– The Patina
Carbon Steel naturally stains over time and more quickly in the presence of acids. Foods that contain acids will create colors and patterns on your blade, and as the patina forms it will help to prevent future rust and oxidation. It is possible to “force” the patina with natural acids such as vinegar. To do this wipe the blade with a towel soaked in vinegar and allow it to sit on the blade for a few minutes and then re-apply, but do not let the vinegar dry onto the blade. The longer the vinegar stays on the blade the more the patina will develop. When you are satisfied with the level of patina simply rinse the blade thoroughly in water and dry immediately. If your blade does form rust it is not the end of the world. Simply use a fine steel wool, a scotchbrite pad or fine grit (400+) sandpaper to gently remove the surface rust.
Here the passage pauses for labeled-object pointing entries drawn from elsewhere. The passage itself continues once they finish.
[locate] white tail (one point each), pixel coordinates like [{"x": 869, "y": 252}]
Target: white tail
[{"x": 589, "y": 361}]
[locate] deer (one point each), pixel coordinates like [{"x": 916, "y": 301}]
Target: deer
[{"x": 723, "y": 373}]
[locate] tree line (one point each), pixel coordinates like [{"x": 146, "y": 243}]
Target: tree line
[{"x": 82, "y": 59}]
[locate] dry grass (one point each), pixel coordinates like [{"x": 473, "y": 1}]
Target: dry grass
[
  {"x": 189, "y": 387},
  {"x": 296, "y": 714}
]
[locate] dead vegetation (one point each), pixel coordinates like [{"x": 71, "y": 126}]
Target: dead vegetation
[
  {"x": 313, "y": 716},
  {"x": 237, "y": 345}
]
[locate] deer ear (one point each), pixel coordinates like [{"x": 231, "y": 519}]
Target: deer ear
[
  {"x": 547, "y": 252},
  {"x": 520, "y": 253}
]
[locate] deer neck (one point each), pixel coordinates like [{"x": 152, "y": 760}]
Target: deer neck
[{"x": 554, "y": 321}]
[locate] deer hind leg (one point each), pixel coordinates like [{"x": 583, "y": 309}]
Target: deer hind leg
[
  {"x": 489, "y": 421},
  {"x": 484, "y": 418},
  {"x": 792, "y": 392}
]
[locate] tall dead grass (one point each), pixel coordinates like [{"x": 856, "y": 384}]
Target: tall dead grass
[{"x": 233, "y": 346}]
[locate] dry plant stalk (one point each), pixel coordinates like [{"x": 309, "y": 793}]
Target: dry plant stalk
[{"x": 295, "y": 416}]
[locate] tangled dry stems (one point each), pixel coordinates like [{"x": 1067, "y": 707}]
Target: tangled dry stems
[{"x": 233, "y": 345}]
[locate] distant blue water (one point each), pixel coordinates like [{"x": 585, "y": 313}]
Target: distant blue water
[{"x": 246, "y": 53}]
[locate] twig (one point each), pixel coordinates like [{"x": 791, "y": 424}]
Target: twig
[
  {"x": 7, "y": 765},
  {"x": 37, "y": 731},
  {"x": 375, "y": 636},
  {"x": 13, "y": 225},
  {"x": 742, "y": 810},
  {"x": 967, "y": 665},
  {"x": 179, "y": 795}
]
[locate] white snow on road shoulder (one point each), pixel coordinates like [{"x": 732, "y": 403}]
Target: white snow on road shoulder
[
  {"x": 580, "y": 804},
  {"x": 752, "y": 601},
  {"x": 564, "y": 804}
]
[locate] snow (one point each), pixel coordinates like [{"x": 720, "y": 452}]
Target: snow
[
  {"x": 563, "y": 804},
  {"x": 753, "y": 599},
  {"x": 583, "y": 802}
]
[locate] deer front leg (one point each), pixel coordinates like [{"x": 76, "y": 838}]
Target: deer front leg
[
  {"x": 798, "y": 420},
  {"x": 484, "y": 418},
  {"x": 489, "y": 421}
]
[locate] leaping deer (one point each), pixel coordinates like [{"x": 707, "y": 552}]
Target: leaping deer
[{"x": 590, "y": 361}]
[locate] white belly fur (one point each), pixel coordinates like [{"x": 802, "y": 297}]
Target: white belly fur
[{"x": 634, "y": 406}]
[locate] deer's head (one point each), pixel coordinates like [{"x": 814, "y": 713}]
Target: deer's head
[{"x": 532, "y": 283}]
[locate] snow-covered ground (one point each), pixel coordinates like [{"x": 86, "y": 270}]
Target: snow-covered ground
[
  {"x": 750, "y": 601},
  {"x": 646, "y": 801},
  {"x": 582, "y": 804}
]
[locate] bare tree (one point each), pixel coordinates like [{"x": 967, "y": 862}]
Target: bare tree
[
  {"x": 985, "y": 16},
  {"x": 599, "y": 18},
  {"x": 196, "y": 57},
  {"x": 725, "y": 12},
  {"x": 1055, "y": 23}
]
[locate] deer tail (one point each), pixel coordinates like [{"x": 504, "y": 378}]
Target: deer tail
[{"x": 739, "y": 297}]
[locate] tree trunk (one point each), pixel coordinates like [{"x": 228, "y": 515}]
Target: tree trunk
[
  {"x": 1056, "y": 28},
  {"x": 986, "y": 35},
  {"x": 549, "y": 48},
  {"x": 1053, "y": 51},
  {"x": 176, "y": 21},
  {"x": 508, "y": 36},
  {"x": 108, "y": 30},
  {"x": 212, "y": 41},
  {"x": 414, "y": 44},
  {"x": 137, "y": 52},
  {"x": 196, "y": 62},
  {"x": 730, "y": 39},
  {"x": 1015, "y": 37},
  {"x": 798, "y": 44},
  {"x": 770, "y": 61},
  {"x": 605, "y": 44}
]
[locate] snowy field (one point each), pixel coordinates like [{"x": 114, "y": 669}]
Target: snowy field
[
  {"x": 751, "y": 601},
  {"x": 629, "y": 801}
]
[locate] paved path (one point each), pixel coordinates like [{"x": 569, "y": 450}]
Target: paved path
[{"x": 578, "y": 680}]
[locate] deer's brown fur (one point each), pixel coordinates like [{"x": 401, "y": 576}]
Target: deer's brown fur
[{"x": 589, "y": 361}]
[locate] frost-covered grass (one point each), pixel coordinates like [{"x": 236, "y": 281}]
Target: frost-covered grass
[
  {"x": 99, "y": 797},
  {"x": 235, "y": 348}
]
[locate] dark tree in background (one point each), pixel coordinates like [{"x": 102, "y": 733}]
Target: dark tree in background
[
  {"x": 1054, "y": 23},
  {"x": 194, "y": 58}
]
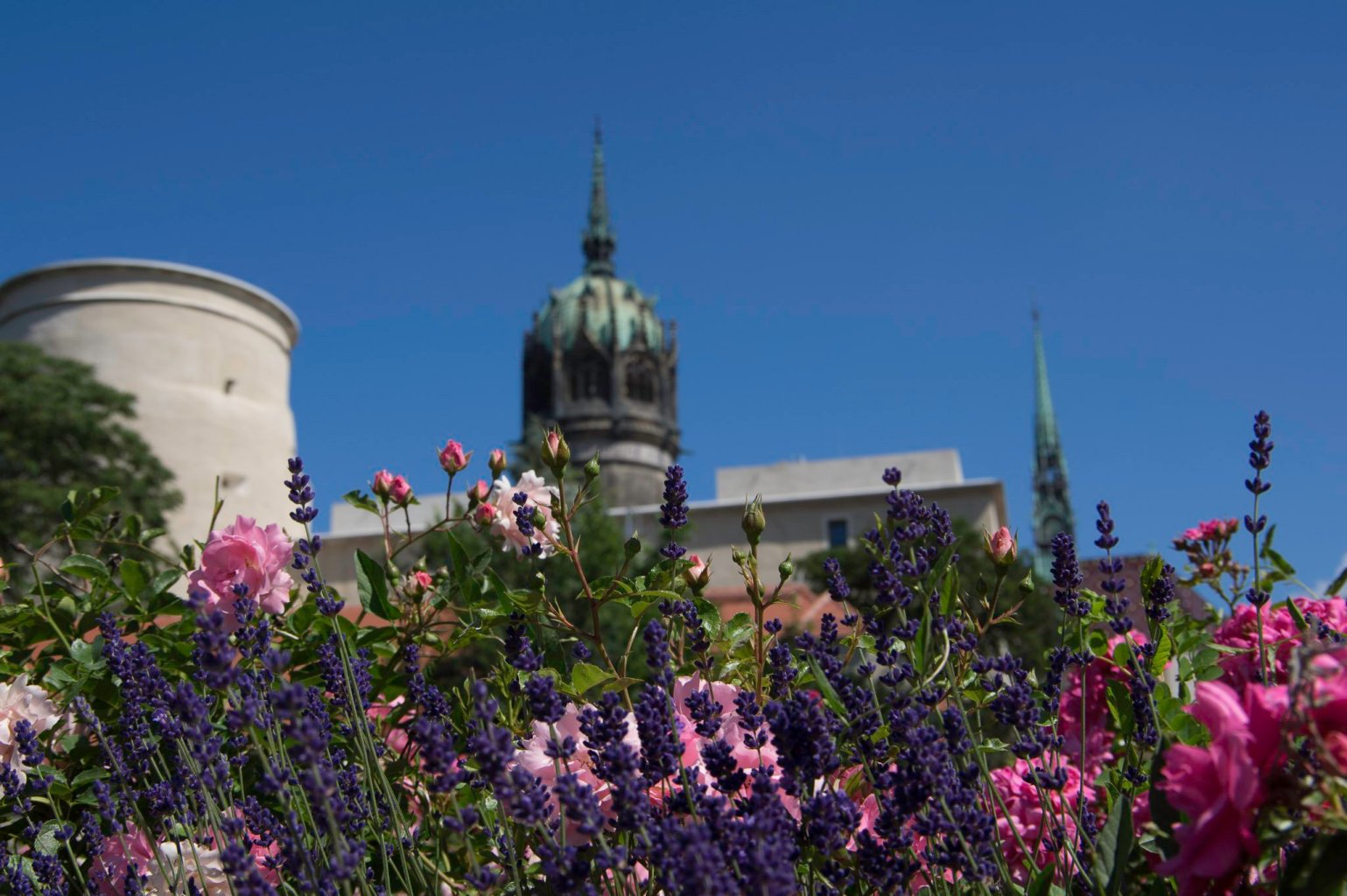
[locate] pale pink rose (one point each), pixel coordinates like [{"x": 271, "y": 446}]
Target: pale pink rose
[
  {"x": 249, "y": 556},
  {"x": 698, "y": 574},
  {"x": 108, "y": 869},
  {"x": 23, "y": 701},
  {"x": 539, "y": 497},
  {"x": 1281, "y": 636},
  {"x": 453, "y": 458},
  {"x": 534, "y": 758},
  {"x": 730, "y": 729}
]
To prevent rust from forming on your blade and natural handle materials from warping it is important to never put your knife in the dishwasher, but rather hand rinse and thoroughly dry your knife before storing it. Natural handle materials like wood and horn will absorb water if they are not dried after washing and cause the materials to swell and then shrink as they dry. This can cause the handle to separate from the tang of the knife. Your knife will arrive with a generous coating of mineral oil, but will dry over time and will need occasional reapplication. You will notice the handle will begin to feel rough to the touch as this oil is leeched out of the wood. I recommend mineral oil because it is non-toxic, easily available, and inexpensive. Tung oil, teak oil, or danish oil are other options, just don’t use vegetable oils (canola, Olive, etc) they will oxidize in the air and become sticky and rancid.
– Edge Care
I highly recommend the use of honing steels to maintain your cutting edge. Your knife will arrive sharp and will maintain that sharpness for a time, but every knife dulls. With general use the thin steel on the edge of your knife will begin to deform and roll to one side or the other. The use of a honing rod before each use and during extended use will realign your blades edge and you will notice improved performance. When honing your knife no longer revives the edge it is time to resharpen. Unlike honing which merely straightens the edge of your blade, sharpening actually removes material and reestablishes a proper geometry to the edge. I will be happy to sharpen any knife you purchase from me, if you provide shipping/transportation of the blade to and from my shop.
– Use and Storage
Using your knife on wooden or plastic cutting boards will greatly improve its edge retention. Use on ceramic, steel, granite and other materials which are harder than steel will immediately begin to destroy the edge of your blade. Storing your knife in a drawer with other blades/utensils is both dangerous for your hands and detrimental to the edge. Magnetic knife racks and open ended knife blocks are better ways to insure your knives stay sharper longer.